Back at Commerce Secretary Wilbur Ross’ confirmation hearing in February, for example, he told senators that a combination of tax reform, a more self-sufficient energy policy, and increasing exports would do the trick.
“Combine those and get a fraction of a per cent of growth from each, and we’ll see the numbers we’re talking about,” he said. He, of course, was talking about 3%-4%. That’s what growth was in the 1980s when these men were young, so that’s what they think it should be today.
But that’s not how this works.
GDP growth is a function of how many workers enter the workforce and how productive those workers are. It has nothing to do with energy production, or how much we export, or how much we bank and borrow — unless that manages to bring in more workers or boost the amount of output each worker produces.
“The problem for the Trumpians is that we’ve had eight years of recovery,” Lee Branstetter, a professor of economics at Carnegie Mellon University, told Business Insider months ago. “Now, unemployment is well below 5%, and there’s just not a lot of slack in the US labour market. … It’s essentially mathematically impossible to get the growth they’re talking about.”
Branstetter is talking about challenges completely beyond the government’s control, like demographics. Baby boomers are getting older and leaving the workforce, and the generation set to take their place, Generation X, is not as big. And immigration has slowed, which is another impediment to adding new workers to the economy.

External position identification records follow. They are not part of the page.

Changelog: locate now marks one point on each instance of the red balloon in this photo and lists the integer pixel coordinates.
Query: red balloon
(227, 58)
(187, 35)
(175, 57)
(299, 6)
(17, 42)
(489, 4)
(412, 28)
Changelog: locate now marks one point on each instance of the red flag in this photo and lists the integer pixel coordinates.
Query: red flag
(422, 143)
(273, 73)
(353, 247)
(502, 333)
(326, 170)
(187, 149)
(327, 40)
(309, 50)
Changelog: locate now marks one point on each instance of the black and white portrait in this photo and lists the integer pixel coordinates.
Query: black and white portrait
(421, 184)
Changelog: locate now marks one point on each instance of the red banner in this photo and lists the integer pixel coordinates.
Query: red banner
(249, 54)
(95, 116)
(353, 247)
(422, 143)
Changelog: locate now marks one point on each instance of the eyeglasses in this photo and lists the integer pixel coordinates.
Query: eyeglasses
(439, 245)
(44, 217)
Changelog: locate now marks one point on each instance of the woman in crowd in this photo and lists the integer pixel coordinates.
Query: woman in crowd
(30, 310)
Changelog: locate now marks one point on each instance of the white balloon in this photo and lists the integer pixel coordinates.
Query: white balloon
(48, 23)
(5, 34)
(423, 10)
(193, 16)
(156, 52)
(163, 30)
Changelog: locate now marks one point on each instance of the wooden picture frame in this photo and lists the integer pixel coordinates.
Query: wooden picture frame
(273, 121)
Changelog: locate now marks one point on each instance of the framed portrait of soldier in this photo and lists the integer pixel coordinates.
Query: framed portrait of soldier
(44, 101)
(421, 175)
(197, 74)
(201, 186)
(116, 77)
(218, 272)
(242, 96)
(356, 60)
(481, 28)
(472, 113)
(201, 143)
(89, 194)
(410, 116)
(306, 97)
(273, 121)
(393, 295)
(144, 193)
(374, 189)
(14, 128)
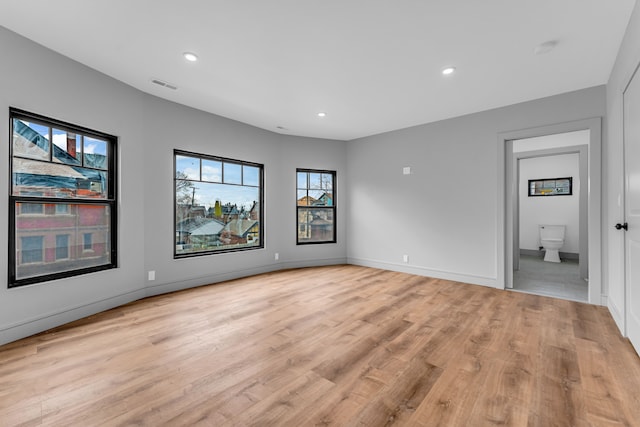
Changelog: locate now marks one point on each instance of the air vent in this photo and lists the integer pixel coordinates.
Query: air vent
(164, 84)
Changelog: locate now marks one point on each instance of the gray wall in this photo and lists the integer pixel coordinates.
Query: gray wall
(148, 129)
(613, 184)
(443, 215)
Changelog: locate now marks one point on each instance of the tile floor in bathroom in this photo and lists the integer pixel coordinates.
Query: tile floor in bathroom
(560, 280)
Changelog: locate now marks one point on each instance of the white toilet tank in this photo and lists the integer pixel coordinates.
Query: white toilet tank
(551, 232)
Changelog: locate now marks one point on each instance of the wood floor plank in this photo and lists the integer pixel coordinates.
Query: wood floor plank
(328, 346)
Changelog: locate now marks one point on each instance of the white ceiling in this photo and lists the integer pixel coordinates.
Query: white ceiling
(371, 65)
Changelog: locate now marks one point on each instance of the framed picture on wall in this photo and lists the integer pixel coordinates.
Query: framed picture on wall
(551, 187)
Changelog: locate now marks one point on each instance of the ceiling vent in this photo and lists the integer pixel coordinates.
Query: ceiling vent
(164, 84)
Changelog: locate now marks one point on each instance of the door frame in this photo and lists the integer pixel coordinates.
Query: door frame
(634, 336)
(583, 232)
(505, 212)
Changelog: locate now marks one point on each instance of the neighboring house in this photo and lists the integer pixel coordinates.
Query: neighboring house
(240, 231)
(52, 236)
(198, 230)
(306, 201)
(325, 200)
(229, 212)
(254, 212)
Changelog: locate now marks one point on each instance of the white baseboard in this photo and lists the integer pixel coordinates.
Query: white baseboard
(491, 282)
(163, 288)
(618, 316)
(43, 322)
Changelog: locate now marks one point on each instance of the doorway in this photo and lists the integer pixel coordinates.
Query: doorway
(507, 214)
(631, 225)
(539, 164)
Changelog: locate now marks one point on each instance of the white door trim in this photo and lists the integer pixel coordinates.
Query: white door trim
(505, 215)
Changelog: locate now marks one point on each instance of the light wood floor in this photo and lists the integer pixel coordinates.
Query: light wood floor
(328, 346)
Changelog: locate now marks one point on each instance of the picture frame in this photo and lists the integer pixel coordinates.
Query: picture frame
(550, 187)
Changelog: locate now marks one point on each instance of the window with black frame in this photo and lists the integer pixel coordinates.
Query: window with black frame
(316, 206)
(218, 205)
(62, 191)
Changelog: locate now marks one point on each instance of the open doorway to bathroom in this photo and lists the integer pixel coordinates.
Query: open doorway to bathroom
(550, 215)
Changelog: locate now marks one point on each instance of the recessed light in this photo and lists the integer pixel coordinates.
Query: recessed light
(545, 47)
(448, 70)
(189, 56)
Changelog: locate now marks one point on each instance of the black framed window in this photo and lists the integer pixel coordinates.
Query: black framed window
(316, 206)
(62, 187)
(218, 205)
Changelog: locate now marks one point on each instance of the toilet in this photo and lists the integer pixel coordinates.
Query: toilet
(551, 239)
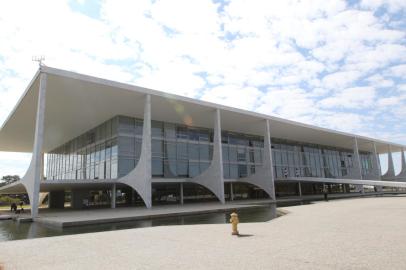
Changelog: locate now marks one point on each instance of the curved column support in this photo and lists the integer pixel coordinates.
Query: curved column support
(212, 177)
(140, 177)
(402, 175)
(263, 176)
(34, 175)
(356, 172)
(390, 174)
(375, 174)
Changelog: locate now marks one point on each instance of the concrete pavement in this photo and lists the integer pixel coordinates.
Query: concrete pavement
(364, 233)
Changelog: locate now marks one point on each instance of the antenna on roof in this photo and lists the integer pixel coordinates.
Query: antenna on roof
(39, 59)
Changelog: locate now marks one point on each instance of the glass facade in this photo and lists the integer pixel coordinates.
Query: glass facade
(179, 151)
(112, 150)
(242, 154)
(93, 155)
(295, 159)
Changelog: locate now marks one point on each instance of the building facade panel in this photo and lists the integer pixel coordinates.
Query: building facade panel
(112, 149)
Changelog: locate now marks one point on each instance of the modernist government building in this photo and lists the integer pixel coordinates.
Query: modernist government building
(96, 142)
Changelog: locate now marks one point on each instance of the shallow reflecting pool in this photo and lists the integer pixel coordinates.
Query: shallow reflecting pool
(12, 230)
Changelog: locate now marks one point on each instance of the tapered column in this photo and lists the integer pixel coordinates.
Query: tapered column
(231, 192)
(113, 196)
(34, 175)
(357, 166)
(390, 174)
(263, 176)
(181, 193)
(212, 177)
(377, 167)
(299, 186)
(140, 177)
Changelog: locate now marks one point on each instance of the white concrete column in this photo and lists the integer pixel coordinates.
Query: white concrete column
(113, 196)
(231, 192)
(377, 167)
(376, 163)
(390, 174)
(263, 176)
(140, 177)
(402, 175)
(300, 189)
(34, 175)
(357, 166)
(212, 178)
(181, 193)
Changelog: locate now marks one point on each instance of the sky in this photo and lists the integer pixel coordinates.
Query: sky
(335, 64)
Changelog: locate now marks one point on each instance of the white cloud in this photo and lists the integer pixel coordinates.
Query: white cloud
(351, 98)
(277, 57)
(233, 95)
(340, 79)
(378, 81)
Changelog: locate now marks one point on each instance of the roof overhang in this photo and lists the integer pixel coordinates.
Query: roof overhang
(76, 103)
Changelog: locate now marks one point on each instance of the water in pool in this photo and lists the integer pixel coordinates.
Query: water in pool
(12, 230)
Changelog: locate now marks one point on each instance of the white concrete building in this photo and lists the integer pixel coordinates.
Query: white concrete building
(99, 140)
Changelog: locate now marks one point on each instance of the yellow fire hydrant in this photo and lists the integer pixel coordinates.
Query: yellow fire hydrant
(234, 223)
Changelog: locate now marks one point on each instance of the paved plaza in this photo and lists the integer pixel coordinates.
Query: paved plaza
(363, 233)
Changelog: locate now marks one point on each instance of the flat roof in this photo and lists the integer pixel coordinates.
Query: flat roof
(75, 103)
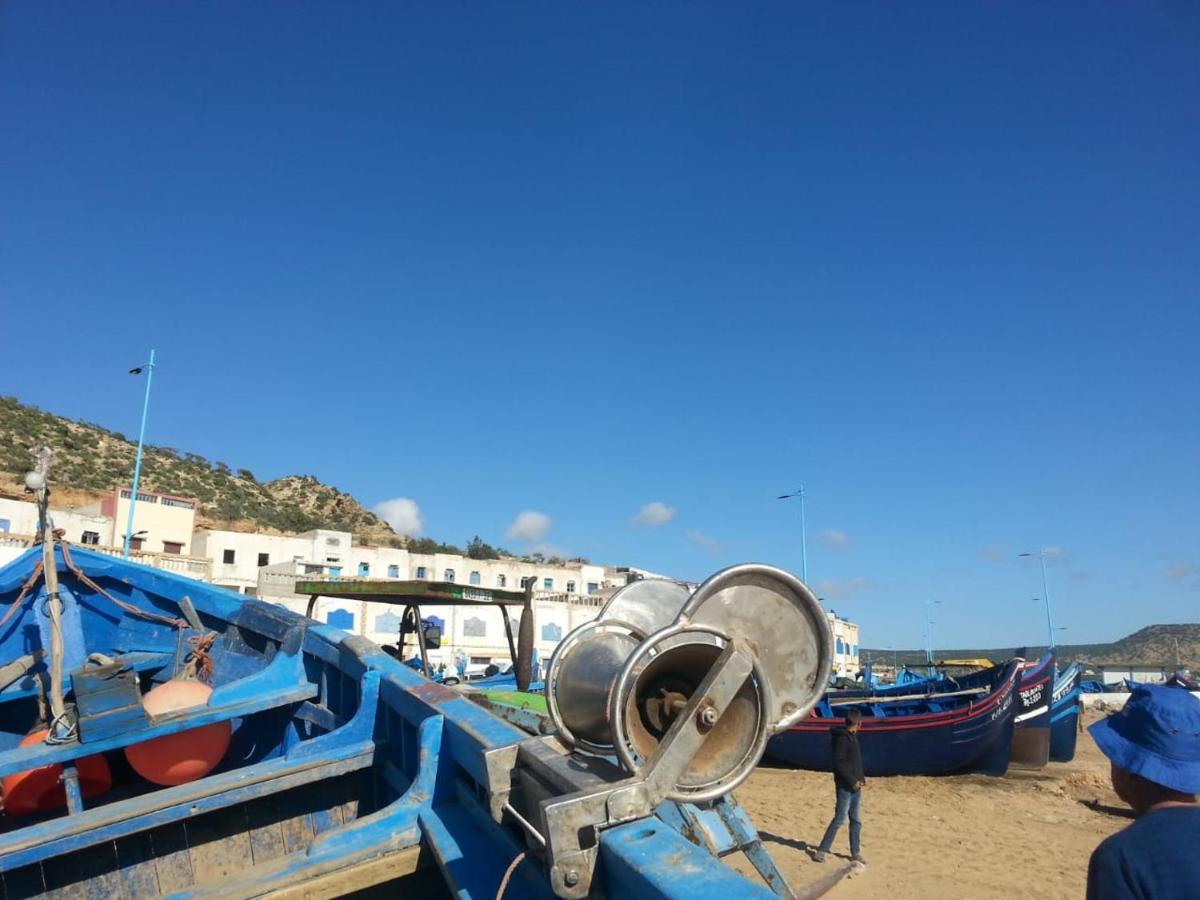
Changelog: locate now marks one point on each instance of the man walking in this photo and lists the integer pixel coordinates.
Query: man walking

Looking at the economy from a different angle, workers aren’t just workers — they’re consumers, and consumption is what our economy is based on. It’s based on filling up your gas tank, taking your kids to Disney World, and spending money at restaurants. It’s based on a lot of people doing that, and economic growth largely relies on more and more people doing more and more of these things.
(Sidenote: This is why immigration is key. It brings us more workers even if the demographics aren’t working in our favour.)
“Back in the ’80s, baby boomers were coming into the labour force, and many women were entering the workforce for the first time, too,” Branstetter said. “That resulted in the workforce increasing by 1.7%, and because of technological advancement, productivity growth was running at about 1.7% as well.”
But that isn’t happening now. It’s a different world, but Hensarling thinks that if he unleashes Wall Street it can take us back to where we were.
Or maybe he doesn’t, and what’s really at play here is the fact that his biggest industry donors are insurance, banks, and real estate firms.
Honestly the latter would make more sense.